Un rantolare lento e inesorabile funge da trait de union tra i destini di quattro individui, due uomini e due donne, accomunati dall’anelito di felicità, divisi, però, da rimpianti e dall’incalzare del tempo. E’ questo lo scenario in cui ieri sera, venerdì 20 gennaio, si è inserito lo spettacolo “Vania”, rappresentato dalla compagnia Oyes, con ideazione e regia di Stefano Cordella e interpreti Francesca Gemma, Vanessa Korn, Umberto Terruso e Fabio Zulli.

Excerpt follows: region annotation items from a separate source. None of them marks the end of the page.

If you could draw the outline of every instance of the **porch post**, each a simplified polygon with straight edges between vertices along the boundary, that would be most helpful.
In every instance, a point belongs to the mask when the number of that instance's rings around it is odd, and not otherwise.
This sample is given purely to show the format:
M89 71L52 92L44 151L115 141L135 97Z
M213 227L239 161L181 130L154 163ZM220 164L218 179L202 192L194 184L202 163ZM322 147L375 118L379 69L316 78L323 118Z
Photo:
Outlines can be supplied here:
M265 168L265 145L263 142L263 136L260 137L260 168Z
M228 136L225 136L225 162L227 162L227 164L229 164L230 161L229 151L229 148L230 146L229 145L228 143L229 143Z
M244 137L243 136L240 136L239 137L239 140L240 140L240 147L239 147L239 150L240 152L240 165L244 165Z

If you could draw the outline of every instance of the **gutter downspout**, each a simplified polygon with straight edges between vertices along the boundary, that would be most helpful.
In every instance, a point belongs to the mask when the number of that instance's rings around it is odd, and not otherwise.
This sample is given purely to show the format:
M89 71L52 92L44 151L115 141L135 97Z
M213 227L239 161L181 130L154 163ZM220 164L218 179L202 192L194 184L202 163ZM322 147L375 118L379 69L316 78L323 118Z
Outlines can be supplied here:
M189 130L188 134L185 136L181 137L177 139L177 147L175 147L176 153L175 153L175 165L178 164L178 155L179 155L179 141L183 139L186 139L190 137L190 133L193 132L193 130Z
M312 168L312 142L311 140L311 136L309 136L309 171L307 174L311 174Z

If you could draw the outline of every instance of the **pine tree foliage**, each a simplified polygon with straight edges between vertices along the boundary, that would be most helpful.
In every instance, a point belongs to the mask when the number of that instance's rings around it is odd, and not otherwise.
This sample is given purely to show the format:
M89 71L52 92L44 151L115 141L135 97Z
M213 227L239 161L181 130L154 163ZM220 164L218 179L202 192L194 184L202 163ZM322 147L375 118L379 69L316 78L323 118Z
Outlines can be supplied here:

La rappresentazione afferisce al progetto Next realizzato da Regione Lombardia e Agis Lombarda in collaborazione con il Teatro Pubblico Pugliese, che porta in Puglia una selezione di spettacoli della nuova scena lombarda. Lo spettacolo, che prende le mosse da un dramma di Anton Čechov, rappresenta lo scontro generazionale, in cui giovani e adulti, pur avendo lo stesso statuto ideologico, non si comprendono. Motore dell’intera vicenda è la condizione vegetativa di Sergio, la cui esistenza è alimentata da una macchina. Attorno a questa ruotano le vite dei quattro protagonisti: la moglie, una donna algida, denominata per l’appunto “Principessa”, atrofizzata dal proprio dolore, incapace di instaurare un dialogo con chi le sta intorno, Ivan, fratello di Sergio, un ragazzo di 35 anni, che sognava di giocare a calcio e di vivere al mare, ma che si ritrova ad accudire i propri cari e il medico di famiglia, un giovane tenebroso, nonché amico e coetaneo di Ivan, con una vita dedita al lavoro e con l’indifferenza come scudo nei confronti della sofferenza. Colei che, invece, accende una speranza negli animi dei tre personaggi è Sonia, la figlia di Sergio, un’adolescente, che si trova a fronteggiare i problemi tipici della sua età, combattuta tra l’amore nei confronti del dottore e il desiderio di andar via, per essere diversa e prefiggersi uno scopo nella vita.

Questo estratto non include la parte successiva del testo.